To be honest, I’ve always been a little in awe of the wedding industry: the focus on 24 hours instead of a lifetime partnership, the staggering amount of money spent on a party, the forcing of friends to wear ridiculous matching outfits and the extreme (often unnecessary) stress that leads up to the big day. Everything gets more expensive when you put the words “bridal” or “wedding” in front of it: makeup, venues, photographers, everything!
And when it comes down to it, there are just so many things I’d rather spend money on than a party. A honeymoon, for one (I mean, I am technically still a travel blogger)–and a down payment, for two (on the best coast, hint hint!).
One of my favorite (and most memorable) quotes from How To Be a Woman is about the insane expectations that women put on a wedding day: ” When I hear women talking about how their wedding is going to be/was the best day of their life, I can’t help but think, You just haven’t taken enough MDMA in a field at 3 a.m., love.” Although I can’t exactly speak to late-night drug-addled parties, I do think: I’m so especially grateful for the professional successes and the far-flung travel experiences and the radiant feeling of seeing my name in print for the first time. Yes, a wedding will be fabulous–but I hope that it’s just another day in a long line of memorable and wonderful experiences.

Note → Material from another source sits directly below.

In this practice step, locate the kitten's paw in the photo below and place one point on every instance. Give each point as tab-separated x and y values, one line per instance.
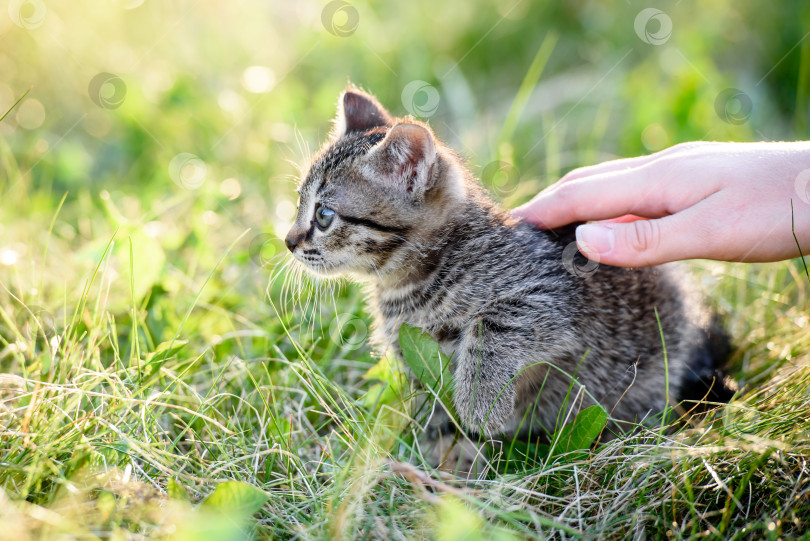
486	412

I’m writing this mostly to say: don’t expect this blog to become a destination for wedding planning advice. I feel very lucky that not only are David and I in sync when it comes to wedding goals (mostly: courthouse ceremony, party with taco truck and unlimited whiskey), but that our parents are incredibly supportive of whatever we want to do.
We’re going to keep it chill and keep it us, and I’m going to try and schedule as many mini-moons as possible–because that’s the most fun part of all, right?